I made this last night as I wanted something to use some tomatoes from my veggie garden and it was really yummy, I didn't take a pic but next time I will. This is a recipe by Tessa Kiros which I changed a little to suit me. It is meant to be Cypriot Baked Lamb & Potatoes with Cumin and Tomatoes, I added a little potato for Ryan but mostly pumpkin. You could replace the potato with celeriac, turnips etc instead of the pumpkin or just omit. The recipe was also meant to have 4 tablespoons of parsley but I felt like dried oregano so that's what I did. I also added lemon juice and rind from 2 small lemons and less water. I didn't measure the amount of butter or olive oil I used, I just chucked it all in
TAVA (Cypriot Baked Lamb With Cumin & Tomatoes)

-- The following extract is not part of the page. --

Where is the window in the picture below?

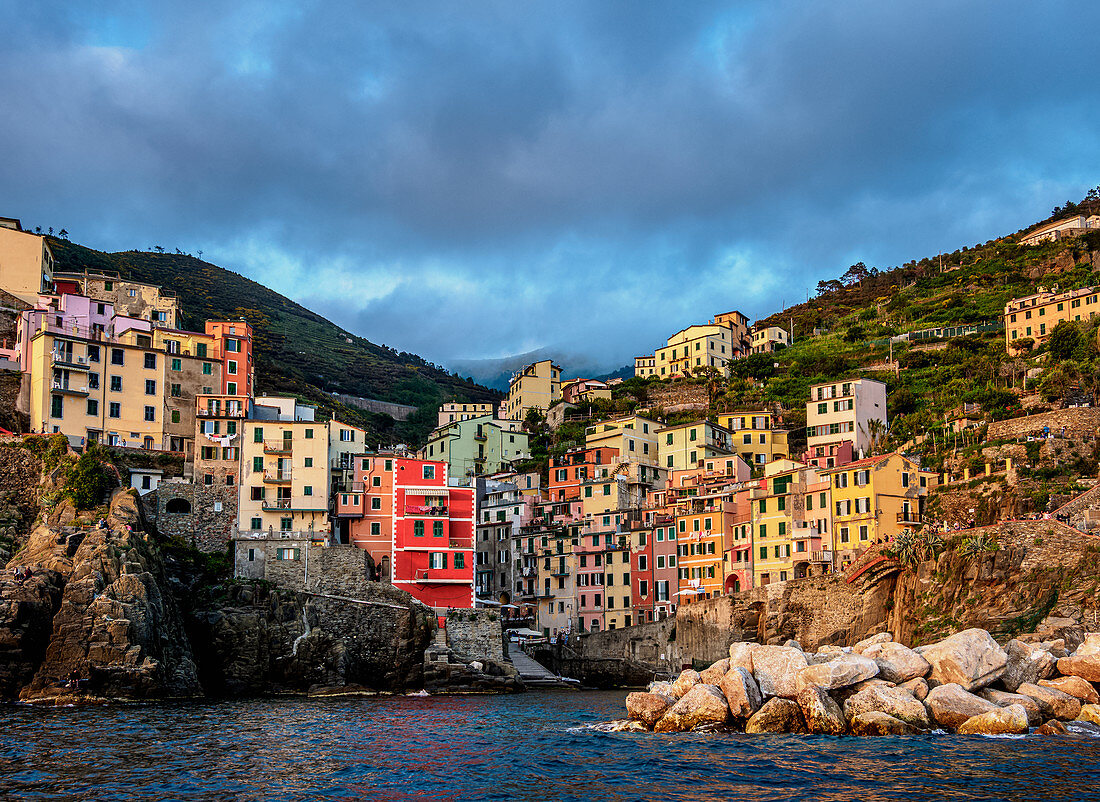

1 kg of lamb cut into chunks or use lamb chops instead (I used loin chops)
1 kg of pumpkin or other veggies for roasting cut into large chunks
4 or 5 ripe tomatoes thickly sliced
2 red onions cut into wedges
125ml olive oil
3 heaped teaspoons of cumin seeds
4 tablespoons of chopped fresh parsley or 3 teaspoons of dried oregano
1/2 cup of water or lemon juice and rind (or a mixture of both)
Freshly ground salt and pepper
Mix lamb up with olive oil, herbs, seasonings and lemon if using and marinate until ready to use.
Preheat oven to 180C (350F). Add lamb mixture and veggies to pan and toss together until all coated. Place tomato slices on top and season lightly with salt then dot the top with butter. Add water around sides. Cover and place in oven for 2 hours.
Remove cover, spoon pan juices over and increase oven to 200C (400F) and cook for another 45 minutes or until a little browned and liquid has reduced, turn lamb half way through.